Delfina, peruana de 57 años, aguarda con su número en la mano. Un papelito blanco que le garantiza que va a ser una de las que consigan algo. Trabajaba envasando calabacines y berenjenas. Pero perdió hace un año su empleo. No está sola, pero nadie le puede ayudar: "Mi hija no me puede poner un plato en su mesa porque tiene dos hijos". Jessica, ecuatoriana de 21 años, trabajó hasta julio en una frutería. Su caso es el inverso. Es su madre, que trabaja como empleada doméstica, quien no puede ayudarla. "Todo, lo poco que tiene, se lo tragó y se lo traga la hipoteca. Fíjese, que la deuda es más grande que lo que le dan a ella al mes", cuenta pegada a su amiga Estefanía, de 22 años y ex empleada de una heladería. Cada una camina hacia el metro de Palos de la Frontera con su bolsa. Una a Oporto, la otra, a Vicálvaro.
Las personas jóvenes, muy jóvenes, en esta alterada espera son frecuentes. Pero no sólo. También hay otros como un hombre rumano que frisa los 60 años y se protege de la helada con una gorra de marinero negra. Lleva sólo tres semanas en España. "Pero mi mujer lleva más, tres años", explica en un español bastante inseguro. Él asiste a las clases de idioma que da la asociación y prefirió venir a Madrid aunque todas las estadísticas estuvieran puestas del revés: "Es mejor aquí estando mal que allí estando bien", es su diagnóstico.

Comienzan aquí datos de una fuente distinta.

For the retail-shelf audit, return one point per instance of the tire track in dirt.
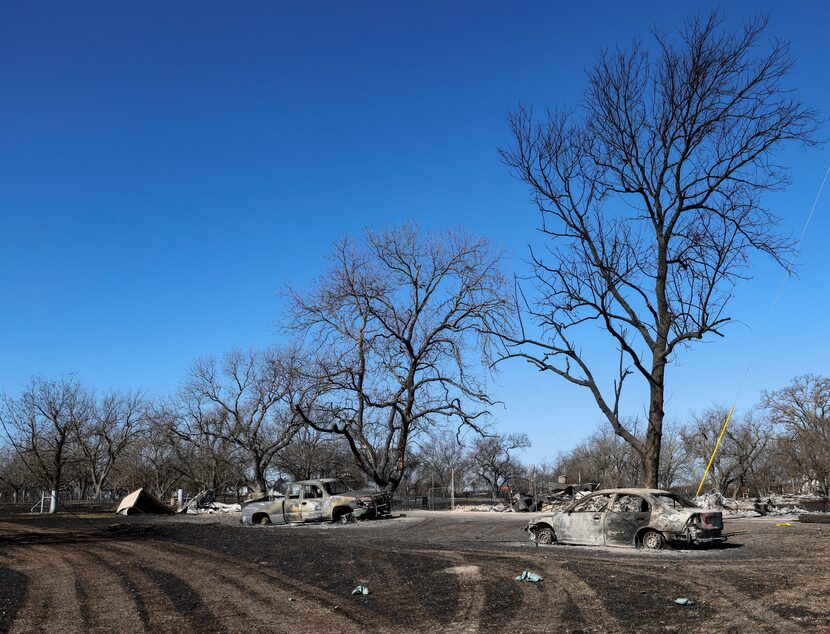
(50, 578)
(238, 595)
(736, 606)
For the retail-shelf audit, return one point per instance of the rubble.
(483, 508)
(775, 505)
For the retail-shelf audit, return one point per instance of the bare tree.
(803, 410)
(115, 421)
(252, 393)
(603, 458)
(396, 322)
(744, 442)
(314, 454)
(441, 460)
(650, 193)
(40, 425)
(494, 461)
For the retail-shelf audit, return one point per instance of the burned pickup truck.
(326, 500)
(646, 518)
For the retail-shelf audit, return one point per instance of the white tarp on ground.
(139, 501)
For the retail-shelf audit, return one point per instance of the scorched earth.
(428, 571)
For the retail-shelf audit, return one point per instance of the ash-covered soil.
(447, 572)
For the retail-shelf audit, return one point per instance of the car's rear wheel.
(652, 540)
(545, 536)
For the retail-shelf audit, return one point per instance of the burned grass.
(426, 572)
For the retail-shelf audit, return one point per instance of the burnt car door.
(293, 503)
(312, 504)
(583, 523)
(626, 515)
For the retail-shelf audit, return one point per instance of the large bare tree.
(40, 426)
(651, 194)
(397, 323)
(251, 396)
(116, 420)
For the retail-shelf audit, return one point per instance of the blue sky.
(166, 167)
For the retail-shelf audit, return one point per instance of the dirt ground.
(447, 572)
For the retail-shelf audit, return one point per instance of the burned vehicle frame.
(324, 500)
(647, 518)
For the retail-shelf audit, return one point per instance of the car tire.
(545, 536)
(652, 540)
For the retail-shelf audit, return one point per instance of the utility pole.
(452, 489)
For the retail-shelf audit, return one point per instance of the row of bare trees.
(781, 445)
(391, 343)
(650, 194)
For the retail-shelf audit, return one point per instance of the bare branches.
(393, 326)
(246, 400)
(651, 194)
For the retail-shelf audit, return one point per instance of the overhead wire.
(787, 274)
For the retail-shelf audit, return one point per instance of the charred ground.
(426, 572)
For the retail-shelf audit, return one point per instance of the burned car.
(646, 518)
(326, 500)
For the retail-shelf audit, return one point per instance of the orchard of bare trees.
(651, 199)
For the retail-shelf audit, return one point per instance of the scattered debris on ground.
(775, 505)
(205, 503)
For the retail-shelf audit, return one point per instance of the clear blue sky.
(166, 167)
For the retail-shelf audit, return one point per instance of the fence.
(440, 499)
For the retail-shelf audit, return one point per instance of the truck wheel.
(545, 536)
(652, 540)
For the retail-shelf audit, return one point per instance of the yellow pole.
(712, 459)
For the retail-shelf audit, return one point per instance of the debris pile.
(483, 508)
(775, 505)
(205, 502)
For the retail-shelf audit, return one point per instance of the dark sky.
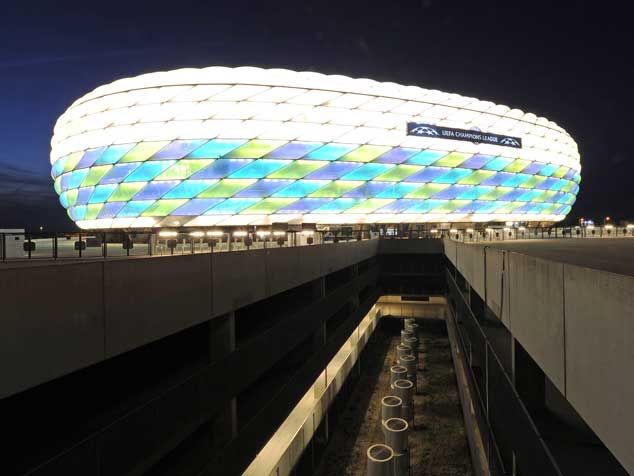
(568, 61)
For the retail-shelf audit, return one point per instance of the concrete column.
(222, 341)
(529, 379)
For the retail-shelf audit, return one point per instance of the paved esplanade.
(615, 255)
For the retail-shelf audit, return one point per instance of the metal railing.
(537, 233)
(512, 441)
(18, 246)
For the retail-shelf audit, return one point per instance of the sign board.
(429, 130)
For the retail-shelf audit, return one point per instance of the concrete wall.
(58, 317)
(599, 330)
(575, 322)
(424, 246)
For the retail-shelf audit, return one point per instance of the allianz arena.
(249, 146)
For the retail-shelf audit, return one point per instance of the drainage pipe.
(380, 461)
(395, 434)
(403, 349)
(391, 407)
(397, 372)
(404, 389)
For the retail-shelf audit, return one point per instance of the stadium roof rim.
(300, 80)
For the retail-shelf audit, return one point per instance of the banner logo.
(475, 136)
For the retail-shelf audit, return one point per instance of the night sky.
(570, 63)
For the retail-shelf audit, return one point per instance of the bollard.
(397, 372)
(390, 407)
(380, 461)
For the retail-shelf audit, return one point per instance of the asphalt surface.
(615, 255)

La asociación Acogem, además, funciona como empresa de colocación y ella misma paga a algunas personas, principalmente inmigrantes, por ayudarles en las tareas de reparto. También tiene asesoría jurídica. Hay 4.758 personas inscritas y la inmensa mayoría ha pasado uno de los cursillos de "integración" que imparte José Luis García Callejón. "Sobre todo, hago hincapié en que conserven su identidad, pero aprendan a comprender la de los demás", dice mientras se mueve como pez en el agua entre los apretujones de la cola.
Otra de sus actividades primordiales es la de conseguir que los hombres que se acercan a sus oficinas cambien sus perspectivas laborales. "Ya no hay trabajo, nada de trabajo, en la construcción", sentencia García Callejón, que aconseja a los varones en paro hacer cursillos para cuidar ancianos. "Esos oficios no han notado tanto la crisis, porque siguen siendo necesarios y sigue habiendo mercado", sentencia.
En la carretera de Colmenar, en medio del complejo educativo de San Fernando, el Banco de Alimentos no reduce la velocidad de la cadena. La pequeña cola de Acogem es una gota en su continua recolección de alimentos. Una actividad que en sus 15 años de vida ha pasado de los 38.947 kilos distribuidos en 1994 a los cerca de seis millones de kilos de 2009. Un aumento enorme y progresivo que durante los últimos tres años se ha ido acelerando al ritmo que crecía la destrucción de empleo en la región.
También crece el número de personas que se presentan como voluntarias para trabajar con ellos. Unas 15 al mes. "El perfil es muy variado, pero al final es gente mayor, en general jubilada, la que puede asumir la carga de trabajo que se demanda", explica su jefe de enrolamiento.
Gente no falta. Lo que cada vez cuesta más es rellenar sus inmensos palés. Y poder cargar todas las furgonetas que los demandan.